Пина доедает свою порцию доставшихся нам чужих пайков. Приступая к еде, он пошутил:
– Мы едим в обеденную трапезу плоды иррведена, за которые сражался Маведах.
Я засмеялся вместе со всеми при этом отголоске застольных церемоний, напомнившем о временах, когда еще бывали полноценные трапезы, столы, пристойная пища. Все это осталось в далеком прошлом, когда мы еще не появились на свет. Когда я был совсем мал, еще до смерти моего родителя, Язи Аво повторял церемониальные формулы за едой – когда было что есть. Да, я смеялся шутке Пины, хотя мне хотелось плакать.
Я подношу к уху маленький приемник, который всегда ношу в кармане. Экран разбит, но радио работает. Станция Маведах на возвышенности Мижии все еще ведет трансляцию, а это значит, что на востоке вторжение Фронта на Шорду развивается не слишком успешно. Музыка – это бойкая кипучая смесь человеческих и дракских народных мелодий, именуемая нами "зидидрак", а людьми – "манчо". Запись еще довоенная. Я ищу в эфире передвижные станции Фронта Амадина, но ничего не нахожу. Иногда удается поймать станцию "Черного Октября", но сегодня она не ловится. Не слышно ничего, что подтверждало бы слухи об очередной попытке заключить перемирие. Но даже если бы перемирие было заключено, прошли бы считанные дни – и "Роза", "Черный Октябрь" или еще какое-нибудь неконтролируемое крыло Фронта нарушило бы его, снова ввергнув нас в войну. Но даже один день без смертей – уже хорошо, а несколько – и того лучше.
Ки машет рукой, подавая нам сигналы. Первый знак – один палец вниз, второй – все три пальца вместе, потом сжатый кулак. Чаки Анта вернулся.
В бункере произошел взрыв. Все мы его слышали, все видели дым и облако пыли над озером. Кват Юники рассказал перед смертью, что произошло. Из бункера вышел с поднятыми руками человек, и Чаки Анта согласился взять его в плен.

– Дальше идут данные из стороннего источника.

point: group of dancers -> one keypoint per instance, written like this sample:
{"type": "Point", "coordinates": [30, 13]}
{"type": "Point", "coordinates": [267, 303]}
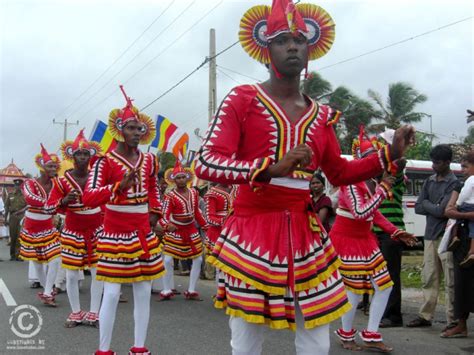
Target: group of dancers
{"type": "Point", "coordinates": [276, 263]}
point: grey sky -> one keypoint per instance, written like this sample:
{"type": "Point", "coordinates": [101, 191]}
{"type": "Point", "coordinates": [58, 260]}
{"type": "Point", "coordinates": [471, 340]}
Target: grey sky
{"type": "Point", "coordinates": [52, 50]}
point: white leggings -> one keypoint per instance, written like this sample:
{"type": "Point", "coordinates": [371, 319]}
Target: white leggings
{"type": "Point", "coordinates": [72, 287]}
{"type": "Point", "coordinates": [141, 312]}
{"type": "Point", "coordinates": [377, 308]}
{"type": "Point", "coordinates": [247, 338]}
{"type": "Point", "coordinates": [168, 279]}
{"type": "Point", "coordinates": [47, 278]}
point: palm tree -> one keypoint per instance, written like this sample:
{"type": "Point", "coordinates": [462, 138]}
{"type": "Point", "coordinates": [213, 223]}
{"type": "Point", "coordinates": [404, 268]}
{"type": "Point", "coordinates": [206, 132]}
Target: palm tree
{"type": "Point", "coordinates": [316, 87]}
{"type": "Point", "coordinates": [401, 102]}
{"type": "Point", "coordinates": [355, 112]}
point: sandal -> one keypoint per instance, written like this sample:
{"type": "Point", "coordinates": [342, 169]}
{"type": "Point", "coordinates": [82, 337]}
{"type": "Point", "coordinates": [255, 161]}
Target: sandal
{"type": "Point", "coordinates": [192, 296]}
{"type": "Point", "coordinates": [419, 322]}
{"type": "Point", "coordinates": [379, 346]}
{"type": "Point", "coordinates": [75, 319]}
{"type": "Point", "coordinates": [47, 300]}
{"type": "Point", "coordinates": [373, 341]}
{"type": "Point", "coordinates": [92, 319]}
{"type": "Point", "coordinates": [139, 351]}
{"type": "Point", "coordinates": [165, 296]}
{"type": "Point", "coordinates": [452, 333]}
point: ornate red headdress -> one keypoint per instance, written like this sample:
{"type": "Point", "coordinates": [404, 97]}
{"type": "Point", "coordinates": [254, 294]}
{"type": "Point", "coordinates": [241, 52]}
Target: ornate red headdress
{"type": "Point", "coordinates": [118, 118]}
{"type": "Point", "coordinates": [44, 158]}
{"type": "Point", "coordinates": [261, 23]}
{"type": "Point", "coordinates": [69, 148]}
{"type": "Point", "coordinates": [172, 173]}
{"type": "Point", "coordinates": [365, 145]}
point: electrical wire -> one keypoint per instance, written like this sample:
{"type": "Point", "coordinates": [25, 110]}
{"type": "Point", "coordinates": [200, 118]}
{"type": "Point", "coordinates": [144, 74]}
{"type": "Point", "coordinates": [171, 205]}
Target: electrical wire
{"type": "Point", "coordinates": [116, 60]}
{"type": "Point", "coordinates": [395, 43]}
{"type": "Point", "coordinates": [188, 75]}
{"type": "Point", "coordinates": [134, 58]}
{"type": "Point", "coordinates": [154, 58]}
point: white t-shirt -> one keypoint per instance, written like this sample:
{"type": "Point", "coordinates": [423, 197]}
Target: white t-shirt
{"type": "Point", "coordinates": [467, 193]}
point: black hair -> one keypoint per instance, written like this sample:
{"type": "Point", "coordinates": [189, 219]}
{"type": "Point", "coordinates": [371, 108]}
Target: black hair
{"type": "Point", "coordinates": [320, 178]}
{"type": "Point", "coordinates": [441, 152]}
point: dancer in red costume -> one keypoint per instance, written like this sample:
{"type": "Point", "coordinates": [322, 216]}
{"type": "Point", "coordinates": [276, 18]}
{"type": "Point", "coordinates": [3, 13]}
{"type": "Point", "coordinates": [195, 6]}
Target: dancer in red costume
{"type": "Point", "coordinates": [125, 180]}
{"type": "Point", "coordinates": [81, 230]}
{"type": "Point", "coordinates": [39, 237]}
{"type": "Point", "coordinates": [277, 266]}
{"type": "Point", "coordinates": [182, 239]}
{"type": "Point", "coordinates": [218, 201]}
{"type": "Point", "coordinates": [363, 269]}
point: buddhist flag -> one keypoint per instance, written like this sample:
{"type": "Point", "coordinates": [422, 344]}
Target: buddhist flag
{"type": "Point", "coordinates": [101, 134]}
{"type": "Point", "coordinates": [170, 138]}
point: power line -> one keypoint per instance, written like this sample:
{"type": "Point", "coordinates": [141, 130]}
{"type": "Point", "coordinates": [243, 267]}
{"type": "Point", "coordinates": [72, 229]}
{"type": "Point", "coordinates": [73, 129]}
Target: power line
{"type": "Point", "coordinates": [135, 57]}
{"type": "Point", "coordinates": [227, 75]}
{"type": "Point", "coordinates": [154, 58]}
{"type": "Point", "coordinates": [238, 73]}
{"type": "Point", "coordinates": [396, 43]}
{"type": "Point", "coordinates": [188, 75]}
{"type": "Point", "coordinates": [116, 60]}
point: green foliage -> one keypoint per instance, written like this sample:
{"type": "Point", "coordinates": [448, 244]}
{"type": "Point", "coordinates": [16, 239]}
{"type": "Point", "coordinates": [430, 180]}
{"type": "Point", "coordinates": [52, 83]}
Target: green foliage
{"type": "Point", "coordinates": [401, 102]}
{"type": "Point", "coordinates": [167, 160]}
{"type": "Point", "coordinates": [421, 149]}
{"type": "Point", "coordinates": [316, 87]}
{"type": "Point", "coordinates": [470, 136]}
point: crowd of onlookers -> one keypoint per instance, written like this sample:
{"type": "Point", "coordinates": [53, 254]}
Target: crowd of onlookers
{"type": "Point", "coordinates": [442, 197]}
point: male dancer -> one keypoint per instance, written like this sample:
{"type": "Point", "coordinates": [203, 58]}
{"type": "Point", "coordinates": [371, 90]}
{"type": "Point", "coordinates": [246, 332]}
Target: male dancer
{"type": "Point", "coordinates": [125, 181]}
{"type": "Point", "coordinates": [39, 238]}
{"type": "Point", "coordinates": [182, 239]}
{"type": "Point", "coordinates": [277, 266]}
{"type": "Point", "coordinates": [364, 269]}
{"type": "Point", "coordinates": [81, 229]}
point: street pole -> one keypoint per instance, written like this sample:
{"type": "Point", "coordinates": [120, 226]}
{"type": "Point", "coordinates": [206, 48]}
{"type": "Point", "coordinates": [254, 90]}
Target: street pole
{"type": "Point", "coordinates": [212, 73]}
{"type": "Point", "coordinates": [65, 124]}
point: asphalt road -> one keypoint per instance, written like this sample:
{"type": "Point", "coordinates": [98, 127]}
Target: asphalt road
{"type": "Point", "coordinates": [178, 326]}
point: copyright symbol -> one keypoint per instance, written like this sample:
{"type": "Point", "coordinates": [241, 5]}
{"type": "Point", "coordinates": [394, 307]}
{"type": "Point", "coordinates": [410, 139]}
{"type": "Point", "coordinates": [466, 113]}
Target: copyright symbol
{"type": "Point", "coordinates": [25, 321]}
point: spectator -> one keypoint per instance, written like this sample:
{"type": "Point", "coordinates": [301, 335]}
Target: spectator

У человека были сжаты кулаки. "Я увидел провод, – рассказывал Чаки, – и приказал человеку разжать кулаки, прежде чем он подойдет ближе. Я обращался к нему по-английски. Когда я повторил приказание, он разжал кулаки – и прогремел взрыв..."
Ходячая бомба с ручным взрывателем – вполне человеческий способ убийства. Юники решил, что Чаки Анта погиб, но тот вернулся. Я с облегчением выключаю приемник. Анта – старый вояка, участник многих рейдов и боев. Меня греет мысль, что не всем нам суждено погибнуть в этой мясорубке. Но облегчение смешано со страхом: возвращение Анты – всегда сигнал к возобновлению убийств, смерти. Смерть сопутствует Анте, они неразлучны. Потому, наверное, он и неуязвим.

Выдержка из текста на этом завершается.